Mean age was 79.6 years (range, 43–96), and 121 (57.9%) patients were women. Only 3.4% were currently employed, the majority (88%) had private households, and almost half (46%) of the sample was living alone. The majority (83%) had a long-standing illness or disability unrelated to their vision, and it limited their activities in 71.6% of the cases (Table 1) . On average, ARMD was diagnosed 3.7 years ago, and one fifth had dry ARMD. Less than 10% had received photodynamic therapy (PDT; Table 1 ). The mean logMAR VA in the better- and worse-seeing eyes was 1.0 (0.24 in decimal scale) and 1.68 (0.08 decimal), respectively. Mean CS was also low at 0.7 log units, most of the patients being below 1.3. 
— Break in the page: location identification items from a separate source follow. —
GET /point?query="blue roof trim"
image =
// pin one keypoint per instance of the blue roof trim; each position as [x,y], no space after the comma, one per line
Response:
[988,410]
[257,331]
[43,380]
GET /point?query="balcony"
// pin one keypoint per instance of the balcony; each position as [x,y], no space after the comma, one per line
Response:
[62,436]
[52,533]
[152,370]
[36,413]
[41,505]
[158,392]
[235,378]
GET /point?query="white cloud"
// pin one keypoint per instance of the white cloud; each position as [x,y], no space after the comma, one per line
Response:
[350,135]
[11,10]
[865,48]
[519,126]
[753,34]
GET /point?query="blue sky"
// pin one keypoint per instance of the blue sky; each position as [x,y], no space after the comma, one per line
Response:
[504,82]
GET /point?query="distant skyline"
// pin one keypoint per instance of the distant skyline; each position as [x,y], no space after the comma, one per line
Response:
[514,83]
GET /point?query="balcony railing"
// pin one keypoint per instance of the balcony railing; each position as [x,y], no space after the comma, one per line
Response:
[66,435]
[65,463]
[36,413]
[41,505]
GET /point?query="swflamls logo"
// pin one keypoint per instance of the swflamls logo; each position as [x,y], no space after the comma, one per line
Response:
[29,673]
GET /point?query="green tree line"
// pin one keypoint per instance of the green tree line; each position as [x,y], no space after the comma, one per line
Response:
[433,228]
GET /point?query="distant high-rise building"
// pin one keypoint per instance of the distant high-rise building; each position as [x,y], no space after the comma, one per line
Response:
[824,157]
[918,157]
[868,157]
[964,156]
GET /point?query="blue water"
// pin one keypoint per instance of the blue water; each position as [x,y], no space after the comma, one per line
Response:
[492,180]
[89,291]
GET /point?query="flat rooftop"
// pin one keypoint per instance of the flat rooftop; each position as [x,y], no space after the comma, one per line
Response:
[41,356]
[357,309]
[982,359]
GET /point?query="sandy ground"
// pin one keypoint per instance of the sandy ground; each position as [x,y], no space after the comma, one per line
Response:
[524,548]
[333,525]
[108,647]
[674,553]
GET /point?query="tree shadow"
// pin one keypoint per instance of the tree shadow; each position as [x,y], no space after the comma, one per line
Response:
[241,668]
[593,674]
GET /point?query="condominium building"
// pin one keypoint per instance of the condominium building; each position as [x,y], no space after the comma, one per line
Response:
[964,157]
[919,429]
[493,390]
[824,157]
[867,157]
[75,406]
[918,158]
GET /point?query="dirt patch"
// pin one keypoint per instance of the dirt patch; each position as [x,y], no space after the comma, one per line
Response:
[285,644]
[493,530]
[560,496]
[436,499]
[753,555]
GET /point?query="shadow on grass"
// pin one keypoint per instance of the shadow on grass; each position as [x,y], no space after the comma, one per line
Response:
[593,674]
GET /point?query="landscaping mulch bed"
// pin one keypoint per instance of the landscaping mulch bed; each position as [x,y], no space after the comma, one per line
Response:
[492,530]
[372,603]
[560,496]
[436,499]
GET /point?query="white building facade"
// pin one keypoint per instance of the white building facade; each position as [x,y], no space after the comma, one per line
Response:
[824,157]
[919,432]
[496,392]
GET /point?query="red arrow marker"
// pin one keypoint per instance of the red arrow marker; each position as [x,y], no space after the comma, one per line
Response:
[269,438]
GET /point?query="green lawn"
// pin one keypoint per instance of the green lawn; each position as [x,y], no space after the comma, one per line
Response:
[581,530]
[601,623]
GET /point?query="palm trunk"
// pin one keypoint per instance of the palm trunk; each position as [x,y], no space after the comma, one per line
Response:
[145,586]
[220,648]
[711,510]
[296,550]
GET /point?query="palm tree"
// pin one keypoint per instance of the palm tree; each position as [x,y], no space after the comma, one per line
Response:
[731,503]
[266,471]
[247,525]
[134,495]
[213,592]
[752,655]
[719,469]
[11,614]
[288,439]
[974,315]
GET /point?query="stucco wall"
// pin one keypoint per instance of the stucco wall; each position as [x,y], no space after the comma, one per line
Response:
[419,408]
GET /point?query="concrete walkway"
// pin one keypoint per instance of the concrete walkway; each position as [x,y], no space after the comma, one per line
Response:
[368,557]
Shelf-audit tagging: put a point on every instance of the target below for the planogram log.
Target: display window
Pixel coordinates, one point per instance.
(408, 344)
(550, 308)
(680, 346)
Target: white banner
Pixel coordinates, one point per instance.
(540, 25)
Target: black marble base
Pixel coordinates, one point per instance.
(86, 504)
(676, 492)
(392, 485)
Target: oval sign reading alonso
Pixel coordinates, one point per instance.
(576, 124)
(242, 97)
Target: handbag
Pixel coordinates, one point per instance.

The mean (SD) utility values were 0.34 (0.28) for HUI-3, 0.66 (0.14) for SF-6D, and 0.72 (0.22) for EQ-5D (Table 2) . Direct utility elicitation by means of TTO resulted in a value of 0.64 (0.31) and by VAS was 65.0. The score ranged from 1.0 at the upper end to between 0.3 and −0.6 at the lower end. The equivalent mean scores in the general population for 75- to 85-year-olds was 0.71 for the EQ-5D 23 and 0.65 for SF-6D. 24 There are no U.K. norms for the HUI-3. The mean (SD) VF-14 score was 41.5 (28.4). 
The HUI-3 had larger and more significant correlations with tests of visual function and the VF-14 than either of the other preference-based measures (Table 3) . There was a similar linear trend of increasing utility and health status values as VA and CS improved (Table 4) . The highest percentages of explained variability (eta2) were observed for HUI-3 (VA = 13%, CS = 14%, VF-14 = 25%). TTO showed the next highest percentages of variability (VA = 4%, CS = 9%, VF-14 =11%). This was followed by SF-6D and VAS and finally EQ-5D. These relationships were slightly stronger for CS than for VA in terms of variability in health status scores explained by the visual tests (eta2). However, perceived visual disability as assessed by the VF-14 explained the greatest variance in all these measures. Box plots (box-and-whisker charts with the medians, interquartile ranges, and full ranges) and scatterplots are shown for HUI-3 and TTO in Figures 1 and 2 , respectively, in relation to tests of visual function (VA and CS) and self-reported visual functioning (VF-14). 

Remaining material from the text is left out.